IV. Yet, Indigsnization is Necessary
Though very difficult to be perfectly upheld at all levels of foreign language teaching, the indigenization paradigm remains a pertinent philosophy to a good number of African language educators and policy makers. There is no gain saying that it represents a serious attempt to resist westernization (cultural imperialism) and preserve Nigerian cultures. As Salawu pointedly observes, it will be unpatriotic and a lack of cultural pride for Nigerians to equate localization (indigenization) to crudity and to consider it a retrograde, antithetical and antagonistic to globalization [10, pp.2].

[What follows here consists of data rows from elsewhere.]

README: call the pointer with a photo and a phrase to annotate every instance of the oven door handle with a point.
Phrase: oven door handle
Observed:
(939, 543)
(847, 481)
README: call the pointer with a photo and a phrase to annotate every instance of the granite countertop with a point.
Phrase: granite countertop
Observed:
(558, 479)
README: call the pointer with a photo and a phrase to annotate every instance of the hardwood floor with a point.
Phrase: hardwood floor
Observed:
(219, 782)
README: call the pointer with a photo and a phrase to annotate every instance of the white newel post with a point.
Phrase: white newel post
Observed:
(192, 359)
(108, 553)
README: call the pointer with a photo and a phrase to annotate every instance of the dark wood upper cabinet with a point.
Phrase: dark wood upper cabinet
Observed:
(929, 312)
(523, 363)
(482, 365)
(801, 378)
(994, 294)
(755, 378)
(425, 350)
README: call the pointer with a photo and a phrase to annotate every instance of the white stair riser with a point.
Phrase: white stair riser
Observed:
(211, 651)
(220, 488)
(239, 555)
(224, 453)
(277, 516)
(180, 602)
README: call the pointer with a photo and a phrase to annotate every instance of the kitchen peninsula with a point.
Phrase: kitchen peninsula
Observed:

It may be more practical to revise its conception with respect to teaching foreign languages in Nigeria. It is undoubtedly impossible to totally eliminate cultural activities that expose learners to the socio-cultural values of European/western nations. However, it is possible and commendable to rework or redesign contents of foreign language programmes to dominantly make them afro-centric. Afro-centrism here would involve basing the FL teaching more on the African socio-cultural context and exposing learners more to African cultures (for instance through African literature and arts) than to western cultures. This may be very strategic and fruitful as there exist a strong affinity between African cultures [2, 35-36]. This is in line with Essoh and Endong’s view that:
The indigenization philosophy [should] be applied at all levels of French language teaching in Nigeria. Indigenization here will not mean a total exclusion of topics or courses exclusively devoted to the French civilization in the different university programmes or primary and secondary school syllabuses. Just as the country was able to define the foreign content tolerable (limited to 40%) in the local media production, they should also be measures to concretely and objectively define the amount of French culture related topics or courses. Preference should be given to the francophone African culture in the distribution of courses in a French teaching program. [2, pp.155]
Indigenization is a salutary way for the protection of Nigerian cultures. Though virtually impossible to perfectly be upheld in the teaching of foreign languages, it should be allowed to guide FL teaching to a reasonable extent. Nigeria the same as her African counterparts should continue the eternal struggle against the total erosion of indigenous culture. Indigenization may serve as a solid weapon in this culturalist effort.
This paper has argued in defense of the indigenization paradigm in the education sector in general and FL teaching in particular. The paper praised efforts towards envisaging the indigenization of foreign language. It argued that such a policy may be a vector of cultural protectionism which is necessary for the cultural development of the Nigerian nation. This paper equally explores the interface of foreign language teaching and indigenous cultures as well as some challenges to the indigenization model of foreign language teaching in Nigeria. It presented foreign language teaching as a vector of cultural imperialism in Nigeria and further sought to show the extent to which indigenization is really possible in foreign language teaching.